La Constitution européenne ou le grand écart
Étrange spectacle que celui de l’Union européenne aujourd’hui. Jamais elle n’a été plus étendue, n’a compté plus d’États membres, n’a été investie de compétences plus larges et plus variées ; jamais, pourtant, elle n’a paru moins sûre d’elle-même, de ce qu’elle est et de ce qu’elle vise.
Voici bientôt vingt ans que de l’Acte unique à la présente Constitution européenne elle cherche sa voie sans la trouver. C’est en vain que s’accumulent sur le bord de sa route comme autant de bornes milliaires les épais in-folio de ses traités. Chacun fut salué lors de son adoption comme une avancée historique, mais chacun à l’usage se révéla si dramatiquement insuffisant qu’il fallut d’urgence en mettre un autre en chantier pour corriger ou compléter le précédent. Ainsi se sont succédé les traités, tous plus historiques les uns que les autres, et tous également éphémères.
À la faible mobilisation populaire que suscitent les scrutins européens, on devine que l’opinion se lasse de suivre les épisodes à répétition de cet interminable feuilleton où la happy end est toujours promise mais ne vient jamais. L’Europe a beau multiplier les apparences, les solides réalités lui échappent. Elle a la Pesc et aura demain, ce qu’à Dieu ne plaise, un ministre des Affaires étrangères, mais elle n’a ni puissance ni influence.
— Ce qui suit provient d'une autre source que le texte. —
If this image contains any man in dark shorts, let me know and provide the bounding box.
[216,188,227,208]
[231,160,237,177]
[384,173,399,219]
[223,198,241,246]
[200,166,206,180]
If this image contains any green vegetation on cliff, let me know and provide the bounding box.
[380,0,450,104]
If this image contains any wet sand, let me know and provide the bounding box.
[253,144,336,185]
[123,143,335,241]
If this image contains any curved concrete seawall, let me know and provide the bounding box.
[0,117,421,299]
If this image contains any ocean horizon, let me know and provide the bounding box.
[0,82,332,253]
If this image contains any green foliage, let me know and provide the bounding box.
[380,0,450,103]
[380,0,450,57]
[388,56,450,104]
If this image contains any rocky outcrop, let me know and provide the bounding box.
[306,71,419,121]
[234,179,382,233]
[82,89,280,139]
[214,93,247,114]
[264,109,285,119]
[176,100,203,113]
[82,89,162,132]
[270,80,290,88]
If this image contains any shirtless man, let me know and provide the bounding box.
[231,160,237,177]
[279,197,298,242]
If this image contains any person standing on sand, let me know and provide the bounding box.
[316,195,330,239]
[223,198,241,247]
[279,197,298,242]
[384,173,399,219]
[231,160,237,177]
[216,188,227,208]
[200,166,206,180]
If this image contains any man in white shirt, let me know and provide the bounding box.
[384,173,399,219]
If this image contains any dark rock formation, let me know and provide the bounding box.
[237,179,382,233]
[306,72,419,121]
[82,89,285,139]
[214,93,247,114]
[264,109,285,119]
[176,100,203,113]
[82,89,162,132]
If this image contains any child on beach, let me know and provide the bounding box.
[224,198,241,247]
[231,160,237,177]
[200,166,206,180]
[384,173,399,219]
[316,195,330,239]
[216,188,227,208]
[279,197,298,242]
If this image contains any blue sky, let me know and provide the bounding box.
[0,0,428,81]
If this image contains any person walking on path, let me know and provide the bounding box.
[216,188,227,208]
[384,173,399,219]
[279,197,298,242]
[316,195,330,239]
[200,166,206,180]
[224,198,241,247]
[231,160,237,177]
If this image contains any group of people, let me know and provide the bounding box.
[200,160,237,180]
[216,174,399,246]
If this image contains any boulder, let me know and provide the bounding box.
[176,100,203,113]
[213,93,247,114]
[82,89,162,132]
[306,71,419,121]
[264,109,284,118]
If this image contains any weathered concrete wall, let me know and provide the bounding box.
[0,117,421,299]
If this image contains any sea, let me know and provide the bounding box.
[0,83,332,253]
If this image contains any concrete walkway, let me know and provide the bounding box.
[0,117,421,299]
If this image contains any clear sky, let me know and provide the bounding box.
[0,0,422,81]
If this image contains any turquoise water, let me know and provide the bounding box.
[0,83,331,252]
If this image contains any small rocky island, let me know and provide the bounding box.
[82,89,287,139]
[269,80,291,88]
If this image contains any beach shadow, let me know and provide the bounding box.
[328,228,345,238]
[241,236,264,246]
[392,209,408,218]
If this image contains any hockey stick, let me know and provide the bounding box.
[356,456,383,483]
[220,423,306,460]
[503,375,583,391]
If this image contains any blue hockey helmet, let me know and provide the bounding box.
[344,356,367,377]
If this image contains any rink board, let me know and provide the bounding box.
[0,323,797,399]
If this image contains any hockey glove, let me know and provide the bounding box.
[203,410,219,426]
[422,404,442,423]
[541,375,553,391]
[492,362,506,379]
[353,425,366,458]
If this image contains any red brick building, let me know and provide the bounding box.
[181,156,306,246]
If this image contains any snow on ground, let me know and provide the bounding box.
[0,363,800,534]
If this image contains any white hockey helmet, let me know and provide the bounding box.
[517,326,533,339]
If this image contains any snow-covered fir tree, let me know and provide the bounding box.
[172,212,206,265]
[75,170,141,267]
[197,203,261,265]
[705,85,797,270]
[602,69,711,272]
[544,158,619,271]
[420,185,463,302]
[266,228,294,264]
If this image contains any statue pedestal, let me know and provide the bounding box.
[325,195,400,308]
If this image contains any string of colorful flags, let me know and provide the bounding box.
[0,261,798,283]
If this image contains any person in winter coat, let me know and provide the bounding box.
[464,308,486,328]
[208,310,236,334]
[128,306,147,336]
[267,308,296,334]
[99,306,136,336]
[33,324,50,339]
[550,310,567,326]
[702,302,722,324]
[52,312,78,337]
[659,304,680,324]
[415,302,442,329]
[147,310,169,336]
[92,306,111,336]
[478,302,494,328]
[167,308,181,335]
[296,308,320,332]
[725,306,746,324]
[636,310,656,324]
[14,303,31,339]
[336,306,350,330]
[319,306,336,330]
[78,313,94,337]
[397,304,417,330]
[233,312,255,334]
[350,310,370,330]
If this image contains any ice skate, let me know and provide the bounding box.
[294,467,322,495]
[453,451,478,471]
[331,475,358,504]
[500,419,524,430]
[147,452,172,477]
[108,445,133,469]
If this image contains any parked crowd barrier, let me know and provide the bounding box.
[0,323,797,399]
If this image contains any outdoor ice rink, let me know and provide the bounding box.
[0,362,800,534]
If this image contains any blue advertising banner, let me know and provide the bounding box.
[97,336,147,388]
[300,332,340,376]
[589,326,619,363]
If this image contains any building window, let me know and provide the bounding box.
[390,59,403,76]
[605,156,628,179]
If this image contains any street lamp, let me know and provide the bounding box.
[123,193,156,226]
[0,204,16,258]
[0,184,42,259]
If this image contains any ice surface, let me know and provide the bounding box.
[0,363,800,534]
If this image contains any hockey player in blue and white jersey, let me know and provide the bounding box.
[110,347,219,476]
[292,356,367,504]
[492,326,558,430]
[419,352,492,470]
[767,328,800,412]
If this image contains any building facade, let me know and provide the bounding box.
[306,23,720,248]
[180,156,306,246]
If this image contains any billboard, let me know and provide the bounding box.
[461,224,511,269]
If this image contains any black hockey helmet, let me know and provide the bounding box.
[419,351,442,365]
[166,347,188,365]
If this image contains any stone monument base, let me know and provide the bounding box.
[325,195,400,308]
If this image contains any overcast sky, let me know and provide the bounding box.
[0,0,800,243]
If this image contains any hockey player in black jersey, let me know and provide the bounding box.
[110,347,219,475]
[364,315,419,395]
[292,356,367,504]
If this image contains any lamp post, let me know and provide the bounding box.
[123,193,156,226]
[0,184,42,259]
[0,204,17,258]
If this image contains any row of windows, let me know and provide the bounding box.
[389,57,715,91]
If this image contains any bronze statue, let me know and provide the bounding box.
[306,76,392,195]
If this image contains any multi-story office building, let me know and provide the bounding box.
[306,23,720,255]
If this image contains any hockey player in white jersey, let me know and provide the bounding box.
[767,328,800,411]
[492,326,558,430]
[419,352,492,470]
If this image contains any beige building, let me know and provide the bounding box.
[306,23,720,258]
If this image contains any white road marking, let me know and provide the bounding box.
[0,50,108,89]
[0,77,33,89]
Elle est fière de son euro et de sa Banque centrale, mais sa production stagne et son chômage augmente. Elle promet pour 2010 une économie du savoir qui sera la première du monde, mais c’est ailleurs qu’on bat les records de croissance et d’efficacité économique. Elle a les dehors d’un empire, elle en a la masse, la population et les richesses ; elle en a même l’arrogance et jusqu’à la morgue, mais il lui manque d’en avoir l’autorité et la gloire.